Alterations in the p53 gene play an important role in the development of human lung cancer, occurring at an early stage in tumour development.[2627] P53, deletion of cytosine in exon5 at codon 168 present in 59% of NSCLC cases while adenocarcinoma 68.08% and SCC 52.83%. P53 cytosine deletion is equally prevalent in male and female while in >45 age group of NSCLC patients have a high percentage of cytosine deletion. We found p53 cytosine deletion was associated with the smoking type.

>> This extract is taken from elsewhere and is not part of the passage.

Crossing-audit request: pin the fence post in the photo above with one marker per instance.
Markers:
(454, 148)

In NSCLC p53, cytosine deletion have been linked to current smokers (75%) smoked cigarette, bide and chukka may be a risk factor for NSCLC, and we also analysed the level of smoking only mild smokers have high frequency of deletion (85.71%) those who has smoked <10 pack year. Patients in early stage have a high risk of cytosine deletion (65.71%) and poor prognosis of NSCLC patients. Patients diagnosed with adenocarcinoma and poorly differentiated cell types have high (72%) frequency of cytosine deletion while patients diagnosed in SCC have poorly differentiated cell types also have high (70%) frequency of cytosine deletion and poor prognosis of patients. We examined the patients positive for metastasis had high frequency (64.28%) cytosine deletion may be a risk factor for the tumour metastasis in disease progression. Our study demonstrates that deletion in p53 of cytosine is a statistically significant predictor of poor survival in patients with NSCLC and significantly associated (0.0046).

Conclusion

The data suggests that there is a significant association of the P53 exon 5 deletion of cytosine in codon 168 with metastasis and staging of the disease. P53 cytosine deletion may be the risk factor for the disease progression and can be used as prognostic marker to detect the disease in an early stage.